On September 15th Mr Cervini needed to go online to enroll his children in swimming classes at his community leisure centre. This was the day after an exhausting concert after which he wound up going to bed well past midnight. Still, he awoke at the crack of dawn to power-up his laptop to fill out and submit enrolment forms. “It took hours,” he said, “The website was log-jammed and I had to keep refreshing the link just to get in. It was probably crammed with other parents just like me, scrambling to snag the limited spaces available for children’s swimming at the community centre, close to where I live in Etobikoke,” he said with a laugh. He was already probably running on adrenaline because it was about 1 o’clock by the time he arrived for this interview at The Pilot Tavern on Bloor Street in Toronto. The interview lasted until ten minutes to three, which gave him about ten minutes to set up his drum set before he powered his way through an exhausting couple of sets with Turboprop, his sextet that was in the process of launching a new album, Abundance.

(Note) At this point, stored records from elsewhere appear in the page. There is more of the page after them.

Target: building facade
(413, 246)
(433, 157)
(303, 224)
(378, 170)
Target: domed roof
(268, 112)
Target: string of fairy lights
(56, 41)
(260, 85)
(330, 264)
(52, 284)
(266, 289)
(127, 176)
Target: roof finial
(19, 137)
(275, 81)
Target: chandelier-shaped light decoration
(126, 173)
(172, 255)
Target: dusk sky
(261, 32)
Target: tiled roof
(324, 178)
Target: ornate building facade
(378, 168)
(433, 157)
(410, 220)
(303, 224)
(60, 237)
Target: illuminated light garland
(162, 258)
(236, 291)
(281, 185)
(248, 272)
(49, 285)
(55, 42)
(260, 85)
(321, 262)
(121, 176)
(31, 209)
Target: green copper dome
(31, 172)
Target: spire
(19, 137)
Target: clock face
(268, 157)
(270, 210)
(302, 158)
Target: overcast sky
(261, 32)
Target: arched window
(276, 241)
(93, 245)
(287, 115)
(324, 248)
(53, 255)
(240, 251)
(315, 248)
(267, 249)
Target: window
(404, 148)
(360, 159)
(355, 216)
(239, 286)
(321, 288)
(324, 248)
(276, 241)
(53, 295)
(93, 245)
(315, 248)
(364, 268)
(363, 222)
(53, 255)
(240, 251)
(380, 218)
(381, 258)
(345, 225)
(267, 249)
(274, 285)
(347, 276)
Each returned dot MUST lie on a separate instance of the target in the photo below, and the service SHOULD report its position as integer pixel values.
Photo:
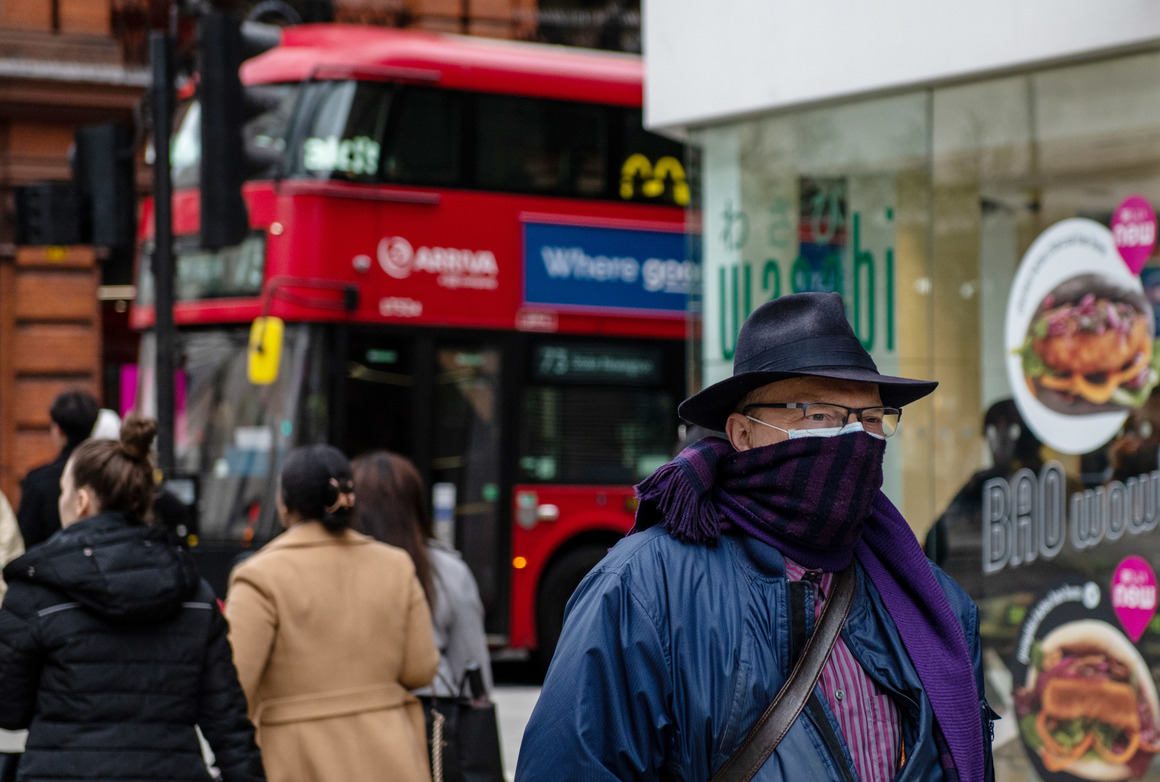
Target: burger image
(1088, 348)
(1089, 707)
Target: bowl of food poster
(1087, 708)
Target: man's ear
(738, 429)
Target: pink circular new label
(1133, 229)
(1133, 595)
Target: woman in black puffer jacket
(111, 647)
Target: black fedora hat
(796, 335)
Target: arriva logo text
(454, 268)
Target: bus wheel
(558, 584)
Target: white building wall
(708, 62)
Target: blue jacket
(671, 652)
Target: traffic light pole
(165, 364)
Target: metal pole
(165, 364)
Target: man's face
(746, 434)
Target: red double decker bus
(479, 260)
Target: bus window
(595, 414)
(552, 147)
(426, 140)
(263, 135)
(466, 453)
(341, 136)
(232, 434)
(378, 410)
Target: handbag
(463, 736)
(781, 715)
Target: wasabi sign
(811, 243)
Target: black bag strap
(781, 715)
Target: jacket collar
(307, 534)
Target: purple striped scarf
(818, 500)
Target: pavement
(513, 708)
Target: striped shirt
(868, 716)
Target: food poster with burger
(1057, 540)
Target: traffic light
(224, 43)
(46, 214)
(103, 174)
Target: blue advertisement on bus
(606, 268)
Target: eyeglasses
(823, 415)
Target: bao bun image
(1089, 706)
(1088, 347)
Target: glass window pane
(381, 371)
(530, 145)
(425, 145)
(341, 138)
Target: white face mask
(828, 432)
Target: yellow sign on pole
(265, 350)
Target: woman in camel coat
(330, 631)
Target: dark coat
(40, 492)
(672, 651)
(111, 650)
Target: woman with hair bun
(331, 631)
(113, 650)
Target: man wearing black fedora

Although you might think there are quite a few young musicians like him you might be hard-pressed to find an artist as gifted as Ernesto Cervini. A pianist and clarinetist who graduated from the Royal Conservatory and the Toronto University Faculty of Music, Mr Cervini went to the Manhattan School of Music where he sharpened his theoretical and practical skills, performing, writing and performing a lot more. He not only formed musical friendships that ultimately ended up with him being admitted into the New York Jazz music brotherhood. He revisits New York less frequently these days because Canada keeps him busy. Tours of the country have spikes recently with hypermusicalactivity on two fronts: Turboprop, the sextet, Myriad3 – one of two trios he plays with – not to mention the fact that he is also becoming a busy journeyman-drummer. Moreover in the past two years he has been travelling to Europe with Myriad3 and will be there again by the time this story goes to print.